John Tanner, executive director of Service Employees International Union Local 721, which represents the social workers, said, "The emergency response system is at a breaking point. We have to reinvent it to best help social workers ensure child safety."

The crisis began last year after The Times reported that more than a dozen children had died of abuse or neglect in each of the two previous years after coming to the attention of the department. Internal investigations subsequently determined that most of those cases involved errors by the department that probably contributed to the fatalities, and that the errors were concentrated in the unit that handles emergency response.

Department officials responded by ordering more interviews, additional managerial oversight and other duties intended to improve the thoroughness of investigations.

But the work proved to be too much for the county's 596 emergency response unit workers — up only 80 from a year ago. They are charged with investigating about 160,000 tips that arrive each year through the child abuse hotline. Since July, about 7.5% of the cases opened based on those tips remained unresolved after 60 days or more.

A recent internal study also found systemic flaws in the unit's investigations.

The study found that evidence was often insufficient to fairly judge the situation or had been improperly gathered. Children were interviewed alone in only 66% of cases. And social workers on average spoke with fewer than two so-called collateral contacts — neighbors, friends, school officials and healthcare providers who know the children best.

On the positive side, it concluded that workers correctly assessed the evidence they gathered in 93% of cases.

Further complicating the investigators' work are the department's persistent technology problems. Computer databases with information about family histories are notoriously incomplete and cumbersome to use.

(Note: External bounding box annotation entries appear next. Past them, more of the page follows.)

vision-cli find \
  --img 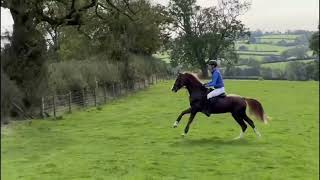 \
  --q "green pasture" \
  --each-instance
[152,52,170,63]
[260,34,301,40]
[1,80,319,180]
[257,34,301,44]
[261,60,314,70]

When workers go out into the field, they are not able to access the databases because they have no county-issued cellphones and little information about the child other than an Internet map printout for the last known address.

Despite an investment in laptop computers for field work, most social workers are not trained to use them and do not take them in the field because of unresolved connectivity issues, department spokesman Nishith Bhatt said.

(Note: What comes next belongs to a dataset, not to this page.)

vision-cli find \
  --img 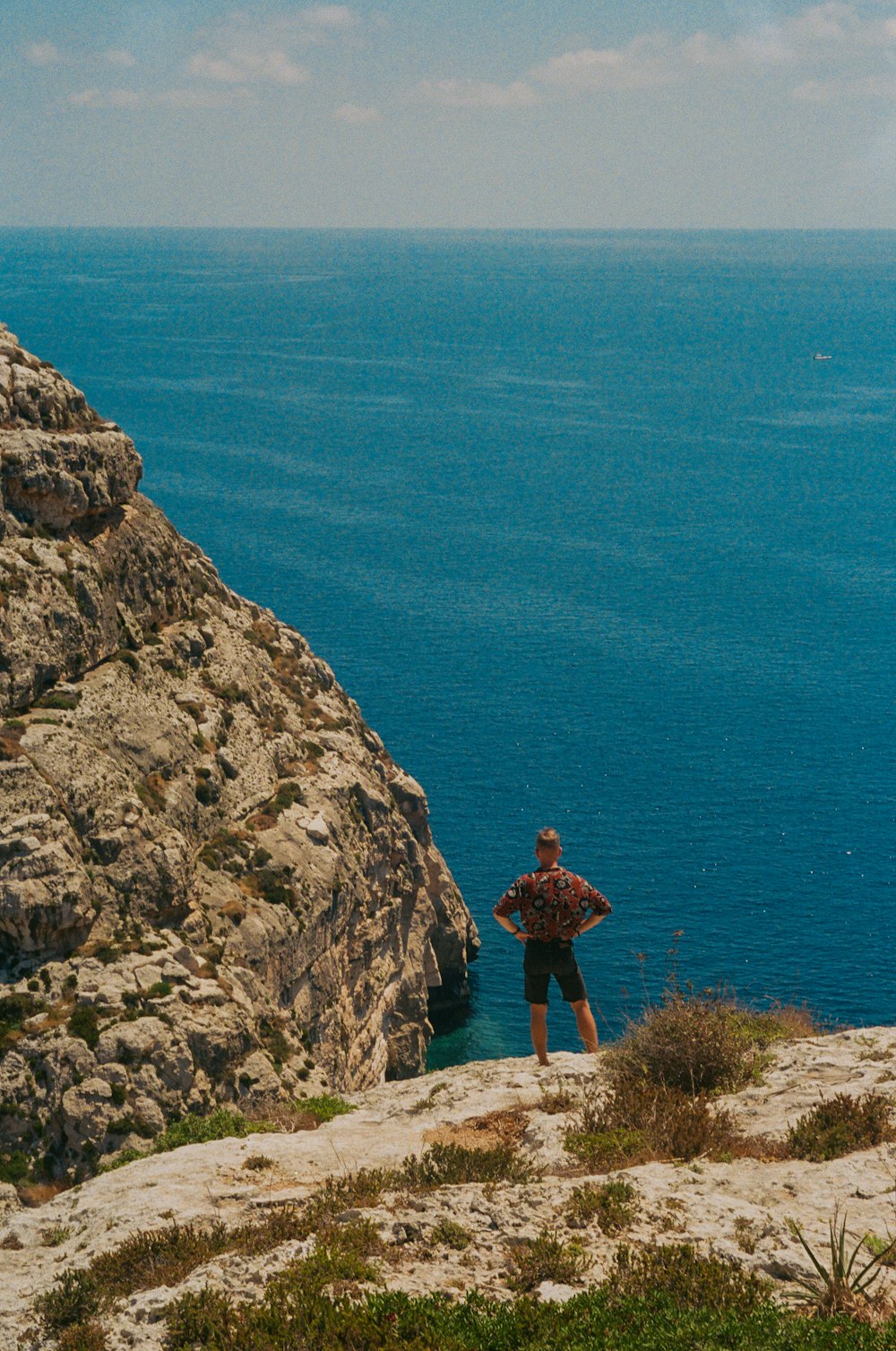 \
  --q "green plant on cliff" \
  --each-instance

Ploehn has worked for much of the past year to rebuild the emergency response unit. She expanded the unit's training program and ordered many cases to go through an extra layer of review by senior staffers who are held accountable for the inquiries' conclusion and often send investigations back for further work before closing a case.

As a result, investigators are filing far fewer unsubstantiated cases, a factor cited by California Department of Social Services Director John Wagner in his decision to temporarily suspend the 30-day deadline.

"This is significant, as it recognizes the extensive child safety enhancements we have implemented to ensure quality investigations and the time it takes for a social worker . . . to actually complete the required tasks," Bhatt said.

It's difficult to determine how much additional staff is needed, particularly in a time of steep budget cuts throughout many county departments.

In February, Ploehn told The Times that she would add 300 workers to the emergency response unit to aid completion of the investigations. But last month, in a presentation to the county's Commission for Children and Families, she reduced that target to 100 additional workers.

In a recent interview, Ploehn said she needs funding for 133 more workers — which would bring the total added to about 210 from a year ago — in order to bring caseloads to acceptable levels. The estimated cost of making those hires is $15.7 million.

"We have basically done all the reshuffling we can do internally," Ploehn said. "Our board and CEO are juggling a number of priorities and we need to make the case why these additional staff are critical."